What a fascinating article sent in by Laurence Hansford on the end of St Ives signalling – there’s no substitute for being there and witnessing such events first hand (that’s how I know Warship 805 Benbow visited Wadebridge 45 years ago, although sadly unlike Laurence I didn’t have a camera to hand so you’ll have to take my word for it!) They certainly didn’t waste any time on the dismantling. I was particularly interested to see the photos of the inspection saloon which was one of three (DB999506/8/9 – ‘507 was a departmental railbus) built at Swindon Works to the BR Mark I design on a 57’ underframe around 1960. What makes this so interesting is that until now I had never seen a photo of one of these in original lined maroon, and the lining wrapping around the ends in similar fashion to ex-GWR autocoaches is especially eyecatching! No yellow warning panels either.

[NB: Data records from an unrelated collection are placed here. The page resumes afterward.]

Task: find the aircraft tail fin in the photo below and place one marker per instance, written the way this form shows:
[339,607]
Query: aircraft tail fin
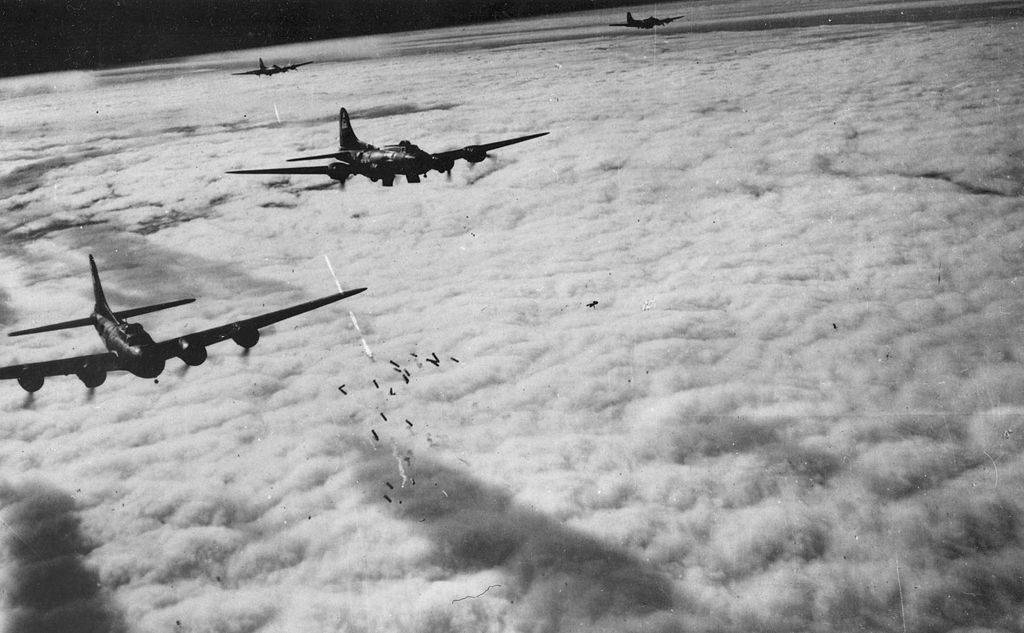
[346,137]
[101,306]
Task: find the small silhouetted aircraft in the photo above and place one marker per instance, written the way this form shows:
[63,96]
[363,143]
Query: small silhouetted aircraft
[354,157]
[648,23]
[273,70]
[130,348]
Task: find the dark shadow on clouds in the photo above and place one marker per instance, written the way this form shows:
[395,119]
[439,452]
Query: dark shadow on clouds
[555,575]
[48,588]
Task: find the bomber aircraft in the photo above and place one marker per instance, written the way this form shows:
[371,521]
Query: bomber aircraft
[648,23]
[354,157]
[130,348]
[273,70]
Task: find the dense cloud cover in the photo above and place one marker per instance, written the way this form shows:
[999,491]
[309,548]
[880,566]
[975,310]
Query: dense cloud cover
[797,405]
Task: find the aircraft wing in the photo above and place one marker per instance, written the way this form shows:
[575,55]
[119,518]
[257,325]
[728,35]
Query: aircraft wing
[321,170]
[108,362]
[341,156]
[470,150]
[172,347]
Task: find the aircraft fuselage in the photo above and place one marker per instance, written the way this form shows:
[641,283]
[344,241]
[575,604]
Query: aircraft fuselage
[387,162]
[131,343]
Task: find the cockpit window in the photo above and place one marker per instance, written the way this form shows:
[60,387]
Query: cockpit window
[134,334]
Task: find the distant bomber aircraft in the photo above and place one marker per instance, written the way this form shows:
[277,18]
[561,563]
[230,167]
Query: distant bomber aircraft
[273,70]
[649,23]
[130,348]
[354,157]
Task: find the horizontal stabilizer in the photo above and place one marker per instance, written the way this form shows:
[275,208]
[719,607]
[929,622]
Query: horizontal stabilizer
[135,311]
[78,323]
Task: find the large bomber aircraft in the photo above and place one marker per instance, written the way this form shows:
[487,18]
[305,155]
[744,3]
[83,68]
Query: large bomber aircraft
[647,23]
[130,348]
[354,157]
[273,70]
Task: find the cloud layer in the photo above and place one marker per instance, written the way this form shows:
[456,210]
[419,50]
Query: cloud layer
[736,347]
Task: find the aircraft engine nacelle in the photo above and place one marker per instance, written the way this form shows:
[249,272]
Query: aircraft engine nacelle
[246,337]
[474,154]
[443,166]
[92,378]
[31,382]
[193,353]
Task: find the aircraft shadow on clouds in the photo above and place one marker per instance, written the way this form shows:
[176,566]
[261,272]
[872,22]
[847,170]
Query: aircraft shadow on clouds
[130,348]
[265,71]
[474,526]
[647,23]
[357,158]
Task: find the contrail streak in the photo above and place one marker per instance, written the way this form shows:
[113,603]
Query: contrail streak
[355,324]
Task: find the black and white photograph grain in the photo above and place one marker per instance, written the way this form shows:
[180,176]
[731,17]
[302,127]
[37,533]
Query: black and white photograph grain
[511,317]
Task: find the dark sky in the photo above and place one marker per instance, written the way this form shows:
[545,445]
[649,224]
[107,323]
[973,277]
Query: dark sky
[48,35]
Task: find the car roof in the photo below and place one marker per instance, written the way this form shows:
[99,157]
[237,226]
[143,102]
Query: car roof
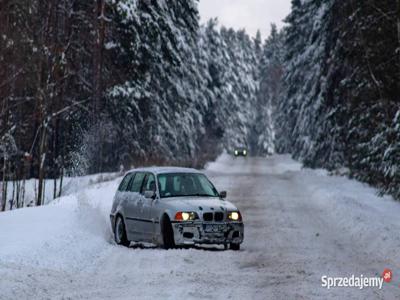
[164,170]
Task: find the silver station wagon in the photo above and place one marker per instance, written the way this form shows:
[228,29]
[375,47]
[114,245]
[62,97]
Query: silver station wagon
[174,207]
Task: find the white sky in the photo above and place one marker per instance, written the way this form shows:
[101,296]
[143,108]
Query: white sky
[248,14]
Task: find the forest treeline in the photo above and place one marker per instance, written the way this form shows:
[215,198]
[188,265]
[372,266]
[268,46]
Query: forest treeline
[337,98]
[94,86]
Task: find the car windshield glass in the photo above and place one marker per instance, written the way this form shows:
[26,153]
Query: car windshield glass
[185,185]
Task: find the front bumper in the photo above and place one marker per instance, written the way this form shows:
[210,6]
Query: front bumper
[198,232]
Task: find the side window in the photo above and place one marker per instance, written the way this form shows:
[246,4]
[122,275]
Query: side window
[124,183]
[136,183]
[149,183]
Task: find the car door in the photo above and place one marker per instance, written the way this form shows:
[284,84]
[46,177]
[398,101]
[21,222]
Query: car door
[132,208]
[121,192]
[146,205]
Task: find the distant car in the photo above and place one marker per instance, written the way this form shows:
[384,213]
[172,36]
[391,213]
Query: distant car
[174,207]
[240,152]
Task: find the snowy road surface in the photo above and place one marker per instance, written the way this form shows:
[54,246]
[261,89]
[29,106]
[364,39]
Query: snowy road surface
[299,225]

Since I have no knowledge of the other two getting anywhere near the West Country I am sure that this would have been the now-famous DB999508, as this vehicle was the South West area inspection saloon well into the 1970s as far as I know – it was certainly around in the early ‘70s, as the attached photos will testify (these are scans of prints not taken by myself but a school friend, William Heggie) and show a by-then blue/grey DB999508 accompanied by a battered, snowplough-fitted and very nearly life-expired D6322 at Truro in I believe March 1971. Just like at St Ives, its presence at Truro turned out to be a harbinger for serious rationalisation!
Why famous? In 1987 this vehicle was modified into a track recording coach and in more recent years was seen all over the country sandwiched between Network Rail locos. I have just learned that it was retired in 2012 and now resides in (well-earned) preservation on the West Somerset Railway.